Pengadaan tiga unit helikopter Agusta Westland (AW-101) oleh TNI Angkatan Udara patut disesalkan. Pembelian helikopter buatan Inggris-Italia itu terkesan kurang transparan. Kenapa TNI tidak menggunakan helikopter yang dibuat oleh PT Dirgantara Indonesia?
Pertanyaan itu semakin perlu disampaikan karena helikopter tersebut kelak akan digunakan tamu sangat penting, termasuk Presiden Joko Widodo. Betapa ironis bila Presiden lebih suka naik helikopter Agusta, sementara PT Dirgantara sibuk mencari pembeli helikopter EC725 Cougar. Helikopter yang tak kalah canggih dibanding AW-101 ini merupakan produk kerja sama PT Dirgantara dengan Airbus. Proyek bersama itu dimulai pada 2008 dan PT Dirgantara berperan besar dalam membuat tail boom dan rangka badan pesawat.
Pembelian helikopter Agusta itu untuk menggantikan helikopter TNI AU sekarang, seri Super Puma (buatan PT Dirgantara-Airbus), yang telah uzur. Helikopter jenis ini pula yang dipakai Presiden Soeharto pada 1990-an. Adapun EC725 Cougar, yang semestinya jadi pilihan TNI AU, merupakan seri Super Puma terbaru yang telah dipakai pula oleh banyak kepala negara di dunia.

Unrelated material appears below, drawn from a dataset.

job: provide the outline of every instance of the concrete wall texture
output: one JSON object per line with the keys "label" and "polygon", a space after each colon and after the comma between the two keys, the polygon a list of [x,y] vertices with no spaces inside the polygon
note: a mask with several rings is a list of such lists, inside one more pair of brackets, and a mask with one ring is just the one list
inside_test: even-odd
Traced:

Presiden semestinya bersikap tegas, memerintahkan agar rencana pembelian itu dibatalkan jika masih mungkin. Pembelian helikopter asing itu akan merusak kebijakan mengutamakan produk dalam negeri. Jangan lupa, Jokowi selalu mendengungkan Nawacita. Salah satu butir dalam sembilan program utama ini adalah mewujudkan kemandirian ekonomi. Ia juga kerap merujuk ke konsep Trisakti Sukarno, yaitu berdaulat secara politik, mandiri dalam ekonomi, dan berkepribadian dalam kebudayaan.
Menteri Pemberdayaan Aparatur Negara dan Reformasi Birokrasi pun telah mengeluarkan Surat Edaran Nomor 541 Tahun 2015 tentang Penggunaan Produk-produk Dalam Negeri. Surat Kementerian Aparatur Negara itu kemudian diikuti para kepala daerah untuk menghidupkan ekonomi daerah masing-masing.
Baca Juga:
Sungguh aneh jika Presiden Jokowi kemudian merestui TNI Angkutan Udara membeli helikopter yang bukan produksi dalam negeri. Langkah ini akan bertolak belakangan dengan kebijakan pemerintah sendiri. Apalagi helikopter EC725 Cougar, yang bermesin tiga, tak kalah canggih dibanding AW-101 yang bermesin dua. Banyak pula pemimpin negara lain yang memakainya, seperti Presiden Singapura, Presiden Prancis, Raja Spanyol, Kaisar Jepang, dan Presiden Korea Selatan.
Kelemahan helikopter EC725 hanya sedikit, yakni, karena mesinnya tiga, bahan bakarnya relatif lebih boros. Tapi kekurangan ini tak ada artinya dibanding dampaknya yang besar bila Presiden Jokowi menggunakan helikopter dalam negeri. Bisnis PT Dirgantara Indonesia bisa lebih berkembang. Jokowi juga akan menjadi bintang iklan yang bagus untuk mempromosikan helikopter itu ke dalam negeri maupun luar negeri.